Voltei aos bares, restaurantes, praias e tantos outros lugares marcados por
nossas presenças e sua ausência, na tentativa de amenizar as lágrimas, a cama
vazia de você, o jardim secando e os gatos mudos.
Sobrevivi ao
seu cheiro que ainda ficou entranhando por tanto tempo em cada lençol, cada
toalha, cada recanto da casa que foi nossa. Sobrevivi as várias caixas que
deixaste guardadas no porão repletas de
lembranças, que algumas manhãs com a boca seca, o rosto em prantos,
descia para manusear folhetos turísticos da Europa, revistas de Feng Shui, cartões postais de lugares remotos, reportagens
sobre movimentos ecológicos, como se seus pertences fossem objetos recolhidos
após um naufrágio.

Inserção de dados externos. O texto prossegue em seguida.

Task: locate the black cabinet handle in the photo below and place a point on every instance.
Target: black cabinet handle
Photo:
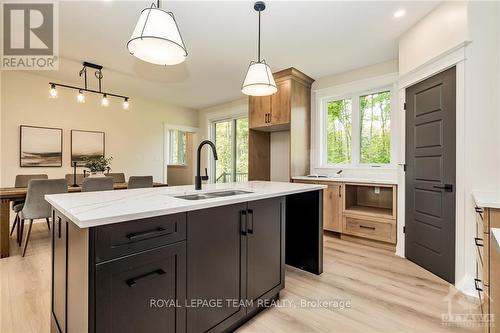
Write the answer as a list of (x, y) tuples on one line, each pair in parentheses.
[(243, 222), (445, 187), (365, 227), (146, 234), (250, 221), (476, 285), (132, 282)]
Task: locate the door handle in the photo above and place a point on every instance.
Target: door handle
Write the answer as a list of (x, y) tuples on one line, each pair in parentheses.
[(132, 282), (250, 221), (243, 222), (146, 234), (445, 187)]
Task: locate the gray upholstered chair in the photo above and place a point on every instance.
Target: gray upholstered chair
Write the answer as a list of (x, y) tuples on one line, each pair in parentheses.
[(140, 181), (79, 178), (35, 206), (118, 177), (22, 181), (91, 184)]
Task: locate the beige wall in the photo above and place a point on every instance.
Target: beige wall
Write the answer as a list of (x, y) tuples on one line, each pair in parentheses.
[(134, 138), (443, 29)]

Até que esqueci de descer, como esqueci das caixas e o seu cheiro
se perdeu entre outros. Agora você lá, na água, tão próximo e como se sua
presença não fosse outra como daqueles outros dias, tão essencial, tão
imprescindível.
Sobrevivemos
aqueles três anos que dividimos a cama e a mesma cidade com seu mar sempre á
vista e que emite uma luz que seguramente é fruto do sal marinho,do sol, com seus casarões deteriorados por tantos verões, mas
que adorávamos subir e descer suas ladeiras no carnaval e nas festas juninas.

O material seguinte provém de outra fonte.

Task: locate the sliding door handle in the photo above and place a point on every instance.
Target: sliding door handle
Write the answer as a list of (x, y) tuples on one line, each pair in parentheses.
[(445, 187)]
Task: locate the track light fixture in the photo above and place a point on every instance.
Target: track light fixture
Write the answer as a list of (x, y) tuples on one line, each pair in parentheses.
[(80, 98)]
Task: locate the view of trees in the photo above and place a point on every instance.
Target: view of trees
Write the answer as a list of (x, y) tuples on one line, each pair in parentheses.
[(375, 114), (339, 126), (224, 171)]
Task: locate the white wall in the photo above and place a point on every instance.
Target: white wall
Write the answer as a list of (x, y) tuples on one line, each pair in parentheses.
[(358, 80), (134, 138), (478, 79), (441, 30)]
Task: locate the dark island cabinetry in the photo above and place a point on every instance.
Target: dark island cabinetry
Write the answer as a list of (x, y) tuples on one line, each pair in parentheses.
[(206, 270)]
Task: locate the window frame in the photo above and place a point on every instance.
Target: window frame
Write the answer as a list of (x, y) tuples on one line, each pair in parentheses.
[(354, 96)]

Sobrevivemos os gostos similares. As sessões de cinema sem ninguém além de nós
dois. Caio Fernando Abreu. Ioga. Uruguai. Natal. Você. Eu. Você. Nós. Mas será
que sobrevivemos aos planos? Ir à Argentina nas férias. Ver o pôr do sol em São
Thomé das Letras. Um verão em Paris. Fazermos nosso mapa astral.
O que você
trouxe para mim? Pergunto quando retornas da água, salgado e belo, ainda com
gotículas d’água escorrendo pelo corpo,
a sunga deixando seu sexo à mostra –ou quase – enquanto se seca ao vento, toma
mais cerveja e diz que trouxe incenso de verbena, o roxo daquelas tardes, um
olho escancarado, estrelas falsas... brincando com um poema de Caio Fernando
Abreu que líamos juntos em algumas madrugadas de insônia e tesão e quando ainda
a paixão nos deixava acordados até o amanhecer.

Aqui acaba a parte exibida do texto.